Como se verá, el fuera de campo cobra una importancia superlativa, que se enfatizará aún más en Al final la vida sigue, igual, donde Perrone podrá salir ya de los espacios cerrados para filmar el mundo circundante y comprobar el atraso civilizatorio del espacio urbano. Otros personajes tendrán protagonismo: la madre de Sole y su hermana, o también los niños (y su mirada, sugerida en fuera de campo por el sonido de un juguete infantil), que parecen ser los únicos con derecho al disfrute y el placer (aunque los adultos puedan acceder al cigarrillo, ya omnipresente). Aparecerá también la religión como refugio para la soledad y la tristeza; y en algún momento Bebo se irá de casa para vivir con su nueva novia, aunque envuelto en viejos conflictos, mientras que la Sole podrá tener su propia historia de amor con un amigo, el joven Emiliano, que sin embargo carga con una mujer encinta a cuestas. Serán cambios mínimos en una rutina inquebrantable, inscripta en un tiempo eterno, cíclico y opresivo.
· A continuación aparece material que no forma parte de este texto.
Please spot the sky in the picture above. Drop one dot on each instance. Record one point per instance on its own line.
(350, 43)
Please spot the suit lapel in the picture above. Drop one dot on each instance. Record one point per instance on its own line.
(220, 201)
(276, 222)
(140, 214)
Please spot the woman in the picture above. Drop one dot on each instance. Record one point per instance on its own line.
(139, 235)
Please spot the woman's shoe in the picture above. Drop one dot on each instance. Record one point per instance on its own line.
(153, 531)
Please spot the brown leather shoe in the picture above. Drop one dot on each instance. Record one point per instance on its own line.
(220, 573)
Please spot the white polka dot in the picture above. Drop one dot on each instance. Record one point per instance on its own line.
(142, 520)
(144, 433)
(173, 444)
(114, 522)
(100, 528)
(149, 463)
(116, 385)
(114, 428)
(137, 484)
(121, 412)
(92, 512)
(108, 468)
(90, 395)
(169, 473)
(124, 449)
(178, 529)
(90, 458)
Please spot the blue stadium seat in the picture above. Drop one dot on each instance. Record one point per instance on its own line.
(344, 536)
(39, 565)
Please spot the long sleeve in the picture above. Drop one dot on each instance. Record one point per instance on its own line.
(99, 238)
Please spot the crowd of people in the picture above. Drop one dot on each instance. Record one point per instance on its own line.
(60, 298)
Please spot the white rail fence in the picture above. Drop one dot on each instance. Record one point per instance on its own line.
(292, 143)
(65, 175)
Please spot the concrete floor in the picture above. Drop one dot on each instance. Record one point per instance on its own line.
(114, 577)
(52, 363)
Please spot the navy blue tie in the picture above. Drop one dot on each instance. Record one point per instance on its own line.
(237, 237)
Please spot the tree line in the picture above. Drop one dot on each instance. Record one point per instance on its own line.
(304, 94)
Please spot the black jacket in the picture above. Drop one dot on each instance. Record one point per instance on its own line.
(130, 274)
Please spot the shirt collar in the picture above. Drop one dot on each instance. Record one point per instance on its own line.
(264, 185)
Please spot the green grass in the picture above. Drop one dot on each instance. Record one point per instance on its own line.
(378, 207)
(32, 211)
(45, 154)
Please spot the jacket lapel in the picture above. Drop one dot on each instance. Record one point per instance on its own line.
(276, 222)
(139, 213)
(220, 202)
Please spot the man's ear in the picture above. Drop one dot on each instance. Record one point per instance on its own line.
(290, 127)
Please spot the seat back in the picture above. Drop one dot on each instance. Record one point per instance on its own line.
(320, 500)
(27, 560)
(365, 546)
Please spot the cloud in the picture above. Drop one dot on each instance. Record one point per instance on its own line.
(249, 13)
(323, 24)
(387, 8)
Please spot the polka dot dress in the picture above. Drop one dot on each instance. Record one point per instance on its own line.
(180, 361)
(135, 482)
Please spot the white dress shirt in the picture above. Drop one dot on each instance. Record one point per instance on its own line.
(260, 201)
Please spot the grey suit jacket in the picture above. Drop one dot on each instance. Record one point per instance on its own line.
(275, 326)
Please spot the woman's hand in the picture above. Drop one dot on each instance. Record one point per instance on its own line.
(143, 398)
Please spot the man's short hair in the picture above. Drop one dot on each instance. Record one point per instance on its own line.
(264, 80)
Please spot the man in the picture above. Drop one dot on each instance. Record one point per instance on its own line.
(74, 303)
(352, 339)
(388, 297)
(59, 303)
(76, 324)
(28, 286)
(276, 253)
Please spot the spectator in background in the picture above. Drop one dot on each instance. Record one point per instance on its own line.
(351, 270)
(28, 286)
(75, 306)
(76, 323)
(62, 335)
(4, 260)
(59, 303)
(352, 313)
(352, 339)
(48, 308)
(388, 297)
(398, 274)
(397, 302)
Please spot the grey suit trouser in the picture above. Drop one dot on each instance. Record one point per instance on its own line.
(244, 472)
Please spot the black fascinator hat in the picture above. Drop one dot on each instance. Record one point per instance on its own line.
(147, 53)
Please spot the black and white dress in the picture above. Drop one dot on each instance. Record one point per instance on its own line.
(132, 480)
Los claroscuros de los espacios internos se irán acentuando, y las caras y los cuerpos serán ganados progresivamente por las sombras hasta volverse fantasmales (con lo que se Perrone vuelve a recordar a Costa): el plano final, con la aparición ya decididamente espectral de Don Galván, sugiere el destino irremediable de nuestros protagonistas, desaparecer en la bruma sin derecho a réplica.